試験結果や安全性データがみあたらないため、現時点ではデータ不足により詳細不明です。

5.3. 皮膚感作性(アレルギー性)

Cosmetic Ingredient Reviewの安全性データ[6b]によると、

  • [ヒト試験] 綿実タンパクに過敏反応を示した7名の被検者にシロバナワタ種子油を皮膚に1滴垂らし検査用の針を皮膚の表面に押し当てて15分後に反応を観察するプリックテストを実施したところ、いずれの被検者も皮膚感作反応を示さなかった(F.M. Atkins et al,1988)

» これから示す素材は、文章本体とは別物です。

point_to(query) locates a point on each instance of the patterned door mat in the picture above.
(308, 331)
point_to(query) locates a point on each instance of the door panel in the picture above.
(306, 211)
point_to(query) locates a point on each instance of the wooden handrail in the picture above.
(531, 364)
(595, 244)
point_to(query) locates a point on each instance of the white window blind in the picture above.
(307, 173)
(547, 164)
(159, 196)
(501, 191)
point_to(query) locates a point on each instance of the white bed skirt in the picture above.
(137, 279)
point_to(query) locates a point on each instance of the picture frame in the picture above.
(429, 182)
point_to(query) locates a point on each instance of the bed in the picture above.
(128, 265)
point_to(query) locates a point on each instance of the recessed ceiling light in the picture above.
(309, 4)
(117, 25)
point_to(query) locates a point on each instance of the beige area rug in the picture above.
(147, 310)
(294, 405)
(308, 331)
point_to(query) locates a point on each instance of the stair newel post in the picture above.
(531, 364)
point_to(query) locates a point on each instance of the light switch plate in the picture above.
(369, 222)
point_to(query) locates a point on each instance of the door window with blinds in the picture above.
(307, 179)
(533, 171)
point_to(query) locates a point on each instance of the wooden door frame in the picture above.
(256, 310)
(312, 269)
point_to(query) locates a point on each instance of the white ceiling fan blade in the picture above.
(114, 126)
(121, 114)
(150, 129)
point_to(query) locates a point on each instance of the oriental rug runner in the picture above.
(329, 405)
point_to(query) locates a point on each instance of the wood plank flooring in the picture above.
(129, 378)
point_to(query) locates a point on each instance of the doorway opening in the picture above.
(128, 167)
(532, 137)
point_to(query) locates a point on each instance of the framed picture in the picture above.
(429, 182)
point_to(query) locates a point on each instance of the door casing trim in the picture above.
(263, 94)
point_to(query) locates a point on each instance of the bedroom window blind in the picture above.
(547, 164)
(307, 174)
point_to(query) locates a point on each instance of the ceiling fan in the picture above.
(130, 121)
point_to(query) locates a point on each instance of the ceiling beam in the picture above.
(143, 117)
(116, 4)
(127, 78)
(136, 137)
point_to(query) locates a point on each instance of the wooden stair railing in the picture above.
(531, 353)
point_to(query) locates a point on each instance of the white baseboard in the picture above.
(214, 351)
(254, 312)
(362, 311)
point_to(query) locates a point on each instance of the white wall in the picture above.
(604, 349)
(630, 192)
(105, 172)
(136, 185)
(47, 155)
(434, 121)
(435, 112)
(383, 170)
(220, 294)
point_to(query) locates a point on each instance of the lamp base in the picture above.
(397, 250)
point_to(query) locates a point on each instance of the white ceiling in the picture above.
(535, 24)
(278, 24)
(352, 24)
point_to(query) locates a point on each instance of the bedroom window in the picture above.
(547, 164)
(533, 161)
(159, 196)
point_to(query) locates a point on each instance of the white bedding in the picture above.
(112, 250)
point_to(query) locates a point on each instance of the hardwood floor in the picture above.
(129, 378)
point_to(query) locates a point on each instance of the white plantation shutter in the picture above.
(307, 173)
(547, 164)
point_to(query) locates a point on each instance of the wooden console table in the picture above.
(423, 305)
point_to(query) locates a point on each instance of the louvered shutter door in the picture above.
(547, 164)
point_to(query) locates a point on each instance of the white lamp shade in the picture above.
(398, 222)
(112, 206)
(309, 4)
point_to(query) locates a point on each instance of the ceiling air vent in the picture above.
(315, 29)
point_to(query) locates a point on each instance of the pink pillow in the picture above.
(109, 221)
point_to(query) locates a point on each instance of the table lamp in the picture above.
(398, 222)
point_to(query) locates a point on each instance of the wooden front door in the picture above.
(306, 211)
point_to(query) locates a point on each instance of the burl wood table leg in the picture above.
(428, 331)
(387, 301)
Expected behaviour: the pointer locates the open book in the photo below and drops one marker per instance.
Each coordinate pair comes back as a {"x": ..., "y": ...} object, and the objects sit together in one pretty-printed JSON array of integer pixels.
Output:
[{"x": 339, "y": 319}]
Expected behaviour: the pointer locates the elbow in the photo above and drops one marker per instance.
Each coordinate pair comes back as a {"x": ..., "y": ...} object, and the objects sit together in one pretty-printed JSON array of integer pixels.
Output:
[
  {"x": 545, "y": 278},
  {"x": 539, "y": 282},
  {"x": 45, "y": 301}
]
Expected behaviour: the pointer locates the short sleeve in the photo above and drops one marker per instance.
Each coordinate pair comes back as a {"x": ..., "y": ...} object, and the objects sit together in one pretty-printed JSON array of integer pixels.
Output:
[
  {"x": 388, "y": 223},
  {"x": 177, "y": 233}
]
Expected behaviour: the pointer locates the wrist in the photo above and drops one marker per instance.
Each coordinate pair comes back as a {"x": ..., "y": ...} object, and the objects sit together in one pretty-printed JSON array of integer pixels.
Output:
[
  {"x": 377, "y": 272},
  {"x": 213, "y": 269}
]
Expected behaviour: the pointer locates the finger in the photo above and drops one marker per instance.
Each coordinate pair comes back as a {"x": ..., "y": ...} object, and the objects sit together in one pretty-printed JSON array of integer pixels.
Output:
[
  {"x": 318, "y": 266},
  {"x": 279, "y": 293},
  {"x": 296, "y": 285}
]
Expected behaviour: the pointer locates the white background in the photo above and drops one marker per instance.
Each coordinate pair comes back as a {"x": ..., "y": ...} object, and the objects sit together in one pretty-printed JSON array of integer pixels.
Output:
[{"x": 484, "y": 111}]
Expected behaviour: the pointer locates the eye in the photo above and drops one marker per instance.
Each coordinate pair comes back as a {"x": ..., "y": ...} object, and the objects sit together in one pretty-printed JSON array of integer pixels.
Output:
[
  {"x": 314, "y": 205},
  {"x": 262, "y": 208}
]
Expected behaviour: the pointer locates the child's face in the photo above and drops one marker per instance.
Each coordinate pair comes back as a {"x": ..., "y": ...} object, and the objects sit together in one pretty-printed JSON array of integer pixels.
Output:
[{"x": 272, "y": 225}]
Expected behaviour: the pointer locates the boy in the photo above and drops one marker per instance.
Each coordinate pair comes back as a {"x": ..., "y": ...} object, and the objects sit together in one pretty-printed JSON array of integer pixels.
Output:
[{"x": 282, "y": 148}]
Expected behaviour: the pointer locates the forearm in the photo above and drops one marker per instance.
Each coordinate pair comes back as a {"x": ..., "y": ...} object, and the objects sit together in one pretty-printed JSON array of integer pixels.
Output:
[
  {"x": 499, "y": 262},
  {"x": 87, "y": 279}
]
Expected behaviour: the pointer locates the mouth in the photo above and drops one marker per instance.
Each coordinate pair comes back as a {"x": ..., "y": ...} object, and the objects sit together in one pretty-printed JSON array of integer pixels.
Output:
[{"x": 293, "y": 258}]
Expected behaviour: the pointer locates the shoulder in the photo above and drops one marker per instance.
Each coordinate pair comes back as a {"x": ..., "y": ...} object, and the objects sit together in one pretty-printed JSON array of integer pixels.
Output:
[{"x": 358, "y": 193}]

このように記載されており、試験データをみるかぎり皮膚感作なしと報告されているため、一般に皮膚感作性はほとんどないと考えられます。

6. 参考文献

  1. 日本化粧品工業連合会(2013)「シロバナワタ種子油」日本化粧品成分表示名称事典 第3版,526.
  2. 日光ケミカルズ株式会社(2016)「油脂」パーソナルケアハンドブックⅠ,1-19.
  3. ab鈴木 修, 他(1990)「油脂およびろうの性状と組成」油脂化学便覧 改訂3版,99-137.
  4. abcde西森 直樹(2012)「綿実油」油脂の特性と応用,109-126.
  5. 広田 博(1997)「半乾性油」化粧品用油脂の科学,15-18.
  6. abB.N. Madhaven(2001)「Final Report on the Safety Assessment of Hydrogenated Cottonseed Oil, Cottonseed (Gossypium) Oil, Cottonseed Acid, Cottonseed Glyceride, and Hydrogenated Cottonseed Glyceride」International Journal of Toxicology(20)(2_suppl),21-29. DOI:10.1080/1091581017503009371.
  7. 農林水産省(2018)「ワタ(陸地棉)の宿主情報」, 2022年1月8日アクセス.
  8. 日本医薬品添加剤協会(2021)「綿実油」医薬品添加物事典2021,667-668.
  9. 日光ケミカルズ株式会社(1982)「植物油脂」化粧品製剤実用便覧,107-114.